COMPAS: Corpus of the news articles related to immigration
The COMPAS Corpus is an English corpus made up of texts collected from the daily newspaper articles about immigration. In total there were collected 132,242 articles about immigrants, migrants, asylum seekers, and refugees that had appeared in the UK’s national newspapers from 2006 to 2013.
The corpus was extended in 2016. There were added texts from the period 1985–2005 and 2014–2015. This version consists of 260 million words from 354,661 articles.

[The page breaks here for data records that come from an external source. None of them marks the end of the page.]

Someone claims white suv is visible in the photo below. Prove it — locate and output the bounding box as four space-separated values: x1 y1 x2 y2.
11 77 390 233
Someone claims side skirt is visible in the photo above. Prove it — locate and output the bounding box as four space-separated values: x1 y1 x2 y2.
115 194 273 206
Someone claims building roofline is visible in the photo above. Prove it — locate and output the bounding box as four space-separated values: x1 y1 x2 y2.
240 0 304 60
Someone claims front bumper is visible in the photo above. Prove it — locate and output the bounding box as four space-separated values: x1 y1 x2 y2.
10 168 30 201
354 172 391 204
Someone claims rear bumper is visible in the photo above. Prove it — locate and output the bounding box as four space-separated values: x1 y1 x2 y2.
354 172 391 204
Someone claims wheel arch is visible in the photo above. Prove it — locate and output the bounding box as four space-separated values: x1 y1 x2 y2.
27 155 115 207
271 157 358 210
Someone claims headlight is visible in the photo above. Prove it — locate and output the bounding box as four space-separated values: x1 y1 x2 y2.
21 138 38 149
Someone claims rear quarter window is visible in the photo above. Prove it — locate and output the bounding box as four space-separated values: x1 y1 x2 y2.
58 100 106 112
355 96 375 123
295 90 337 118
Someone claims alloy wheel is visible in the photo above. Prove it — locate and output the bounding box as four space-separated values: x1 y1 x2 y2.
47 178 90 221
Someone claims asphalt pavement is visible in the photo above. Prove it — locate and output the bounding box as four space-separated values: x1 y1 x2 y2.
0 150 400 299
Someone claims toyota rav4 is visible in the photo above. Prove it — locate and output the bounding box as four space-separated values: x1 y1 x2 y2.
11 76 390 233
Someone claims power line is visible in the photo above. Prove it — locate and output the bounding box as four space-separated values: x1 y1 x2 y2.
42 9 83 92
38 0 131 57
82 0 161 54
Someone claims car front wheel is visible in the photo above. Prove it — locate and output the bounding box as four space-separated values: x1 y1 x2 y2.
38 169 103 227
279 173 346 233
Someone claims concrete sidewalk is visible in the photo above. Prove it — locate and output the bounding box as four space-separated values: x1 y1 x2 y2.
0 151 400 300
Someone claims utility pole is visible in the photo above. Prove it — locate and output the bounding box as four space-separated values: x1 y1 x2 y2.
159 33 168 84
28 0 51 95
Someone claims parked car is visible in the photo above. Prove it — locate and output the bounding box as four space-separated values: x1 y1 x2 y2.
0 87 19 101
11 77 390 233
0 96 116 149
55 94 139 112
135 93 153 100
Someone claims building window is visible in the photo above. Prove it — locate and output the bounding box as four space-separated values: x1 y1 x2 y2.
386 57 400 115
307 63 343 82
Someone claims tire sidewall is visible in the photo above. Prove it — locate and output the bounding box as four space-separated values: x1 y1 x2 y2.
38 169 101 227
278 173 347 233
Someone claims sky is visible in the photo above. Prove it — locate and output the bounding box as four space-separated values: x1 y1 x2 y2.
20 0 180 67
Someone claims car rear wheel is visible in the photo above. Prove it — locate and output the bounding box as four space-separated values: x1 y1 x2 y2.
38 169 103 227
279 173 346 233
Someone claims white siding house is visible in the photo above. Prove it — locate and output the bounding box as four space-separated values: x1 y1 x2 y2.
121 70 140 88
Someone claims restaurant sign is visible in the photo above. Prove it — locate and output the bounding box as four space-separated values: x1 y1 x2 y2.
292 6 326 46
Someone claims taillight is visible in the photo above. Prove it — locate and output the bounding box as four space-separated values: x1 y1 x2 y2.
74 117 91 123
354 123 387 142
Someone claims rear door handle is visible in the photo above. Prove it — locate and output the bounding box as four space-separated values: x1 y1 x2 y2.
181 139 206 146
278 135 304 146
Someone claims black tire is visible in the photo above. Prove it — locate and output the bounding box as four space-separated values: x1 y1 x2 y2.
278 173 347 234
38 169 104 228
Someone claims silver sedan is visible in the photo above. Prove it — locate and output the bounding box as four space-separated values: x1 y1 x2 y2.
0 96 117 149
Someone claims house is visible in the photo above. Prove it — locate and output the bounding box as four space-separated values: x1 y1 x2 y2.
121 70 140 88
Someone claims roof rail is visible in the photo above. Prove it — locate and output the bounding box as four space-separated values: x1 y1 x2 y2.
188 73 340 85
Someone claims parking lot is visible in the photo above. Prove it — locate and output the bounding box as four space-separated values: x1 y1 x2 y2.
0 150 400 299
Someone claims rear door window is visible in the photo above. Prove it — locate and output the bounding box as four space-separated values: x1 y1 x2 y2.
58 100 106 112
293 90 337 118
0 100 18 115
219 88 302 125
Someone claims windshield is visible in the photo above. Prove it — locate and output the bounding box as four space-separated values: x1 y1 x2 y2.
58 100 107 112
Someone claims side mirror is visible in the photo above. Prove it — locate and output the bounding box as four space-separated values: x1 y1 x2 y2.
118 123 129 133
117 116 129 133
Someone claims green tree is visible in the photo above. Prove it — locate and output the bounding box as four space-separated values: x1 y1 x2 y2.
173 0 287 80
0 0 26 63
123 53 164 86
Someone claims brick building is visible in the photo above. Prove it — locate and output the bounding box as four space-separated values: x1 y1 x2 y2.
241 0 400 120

The access to the corpus is restricted. Please contact Dr William L Allen (Centre on Migration, Policy, and Society at the University of Oxford) at firstname.lastname@example.org who can grant you access to this corpus. Then forward his answer to our support email [
support(a)sketchengine.eu] so that we could set up the access for you.
COMPAS corpus in detail
The UK national press can be divided into three main categories: tabloids, midmarkets, and broadsheets. The list of all newspapers within the corpus includes: Daily Mail, Daily Mirror, Daily Star, Daily Star Sunday, Financial Times, Mail on Sunday, Sunday Express, Sunday Mirror, The Daily Telegraph, The Express, The Guardian, The Independent, The Independent on Sunday, The Observer, The People, The Sun, The Sunday Telegraph, The Sunday Times, The Times.
The documents in the corpus contain the following meta fields:
- date – In the form of yyyy-mm-dd
- publication – Name of the publication from where the text is taken
- title – Title of the article
- month – Contains the month in which the content was posted.
- language – English ( this is the case for all the articles )
- year – Contains the year in which the content was posted.
- quarter – Contains information about the quarter of the year in which it was posted. represented by q1,q2,q3 and q4.
The COMPAS corpus was lemmatized and PoS tagged by TreeTagger using English Penn TreeBank tagset.